Germany Pushes for Banking Consolidation
Now in 2024, Germany’s ruling coalition is once again applying pressure for Commerzbank and Deutsche Bank to explore a merger, according to reports.
The government aims to create a larger, more competitive national banking champion. It currently holds a 15% stake in Commerzbank leftover from the 2008 financial crisis bailout.
Chancellor Olaf Scholz’s administration is also considering fully nationalizing Commerzbank to facilitate a merger. But the banks have resumed early-stage tie-up talks on their own initiative, sources said.
“It is looking more likely there will be a relaunch of merger talks,” said one insider at the Economy Ministry.
Germany’s push for domestic banking consolidation also includes encouraging other tie-ups, like between regional banks. The fragmented nature of Germany’s banking sector has long been a concern, leaving its banks small compared to European rivals.
Potential Synergies, But High Execution Risks
Analysts have mixed views on merger prospects between the partially state-owned Commerzbank and Deutsche Bank.
On paper, potential synergies exist – a merger could enhance scale, reduce duplicated costs, and increase market share.
But execution risks also remain high. Integrating two massive organizations with different cultures could prove highly complex and expensive.
Previous merger breakdowns have also left a residue of mistrust between the banks’ managers. And labor unions continue to worry about large job losses.
“The industrial logic points to mergers, but the technical problems that buried talks last time – particularly around implementing IT – are monumental,” said Klaus Nieding, vice president of shareholder lobby group DSW.
Nonetheless, bosses at both banks are under pressure to consider talks from their largest shareholder – the German government.

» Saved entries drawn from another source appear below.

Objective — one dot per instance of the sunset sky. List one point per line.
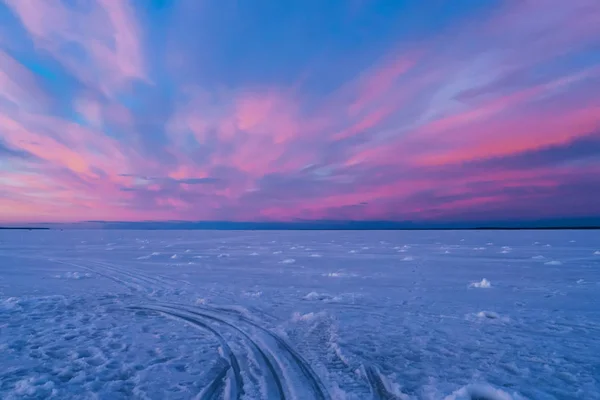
(270, 110)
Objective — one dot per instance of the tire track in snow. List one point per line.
(268, 361)
(237, 389)
(310, 377)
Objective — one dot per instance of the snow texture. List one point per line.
(299, 315)
(483, 284)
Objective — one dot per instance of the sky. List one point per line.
(269, 110)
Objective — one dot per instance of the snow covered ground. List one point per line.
(300, 315)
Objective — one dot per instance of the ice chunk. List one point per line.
(554, 262)
(483, 284)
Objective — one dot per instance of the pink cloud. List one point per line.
(108, 33)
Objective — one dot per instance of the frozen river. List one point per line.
(300, 315)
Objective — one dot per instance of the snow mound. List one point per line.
(339, 275)
(297, 317)
(74, 275)
(314, 296)
(488, 314)
(483, 284)
(480, 392)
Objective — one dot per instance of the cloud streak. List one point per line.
(123, 111)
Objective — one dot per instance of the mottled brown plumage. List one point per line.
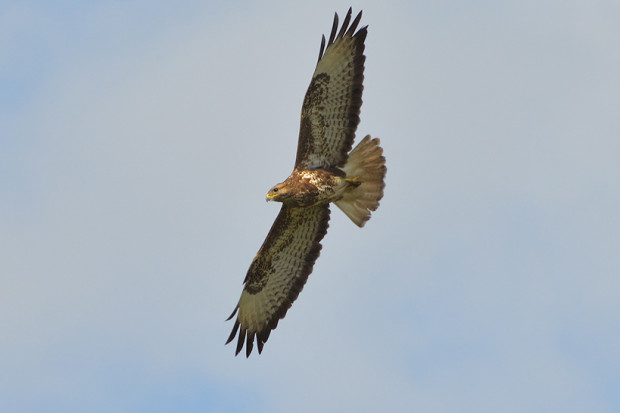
(324, 172)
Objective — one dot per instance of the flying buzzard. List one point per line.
(324, 172)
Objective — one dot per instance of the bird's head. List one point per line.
(278, 193)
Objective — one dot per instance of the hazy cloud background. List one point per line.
(139, 138)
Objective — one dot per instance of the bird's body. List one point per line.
(326, 171)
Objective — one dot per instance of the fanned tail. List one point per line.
(365, 170)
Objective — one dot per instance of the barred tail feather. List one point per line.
(365, 169)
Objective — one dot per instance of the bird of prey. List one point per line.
(326, 170)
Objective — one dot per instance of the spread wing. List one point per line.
(330, 113)
(278, 273)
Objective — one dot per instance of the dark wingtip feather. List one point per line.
(234, 332)
(322, 49)
(332, 36)
(240, 341)
(345, 23)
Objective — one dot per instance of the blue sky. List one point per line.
(139, 139)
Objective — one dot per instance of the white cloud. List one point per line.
(484, 282)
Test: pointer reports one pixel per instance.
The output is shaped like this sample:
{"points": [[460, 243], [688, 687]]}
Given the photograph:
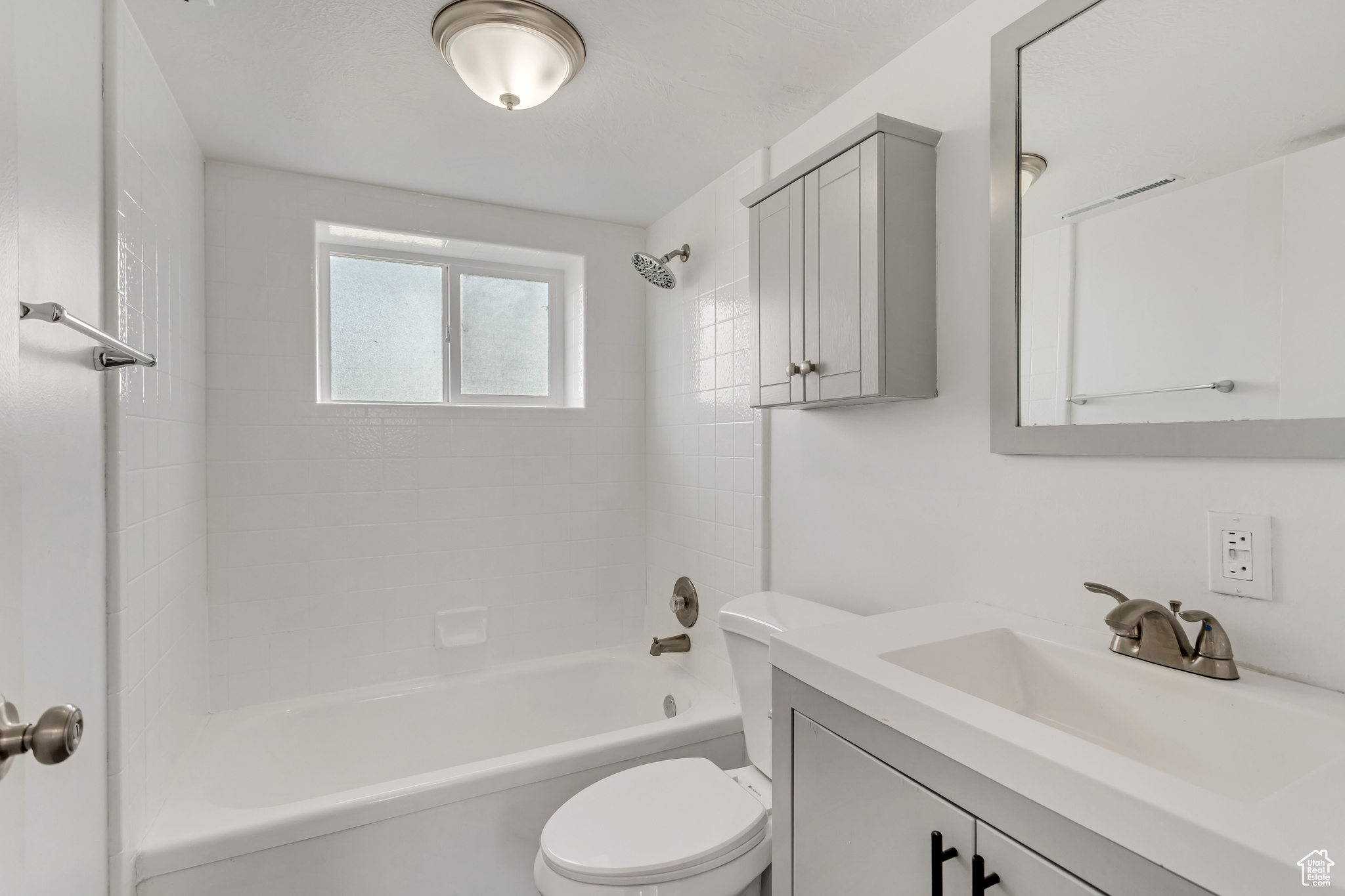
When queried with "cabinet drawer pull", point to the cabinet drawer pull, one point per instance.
{"points": [[979, 879], [938, 856]]}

What Happens Next? Timeline and Implications
Commerzbank CEO Manfred Knof continues executing the bank’s current standalone strategy aiming to boost profits by 2024. But sources said management would engage constructively in any new merger discussions.
Deutsche Bank’s CEO Christian Sewing has been more reluctant about large bank mergers in recent years due to execution risks. But Chairman Alexander Wynaendts has expressed more openness to deals.
Here is a potential timeline if Commerzbank and Deutsche Bank revive merger talks:
|Banks re-enter formal due diligence and negotiations
|Announcement of agreed merger terms
|Shareholder and regulatory approval
|Merger completion and integration
A successful deal would create Europe’s second-largest bank behind BNP Paribas with combined assets of €1.7 trillion ($1.8 trillion).
The merged entity could dominate the German retail banking market with 24 million customers and 20% market share. Its corporate banking business would also be competitive regionally.
However, rivals like BNP, HSBC, and Santander would still dwarf the bank globally. And the merged bank could present a new systemic risk for Germany if its restructuring struggles.
So while German politicians dream of a national banking champion, Commerzbank and Deutsche Bank still face huge challenges reviving merger plans both politically and financially. Expect a long road ahead with an uncertain outcome if talks restart.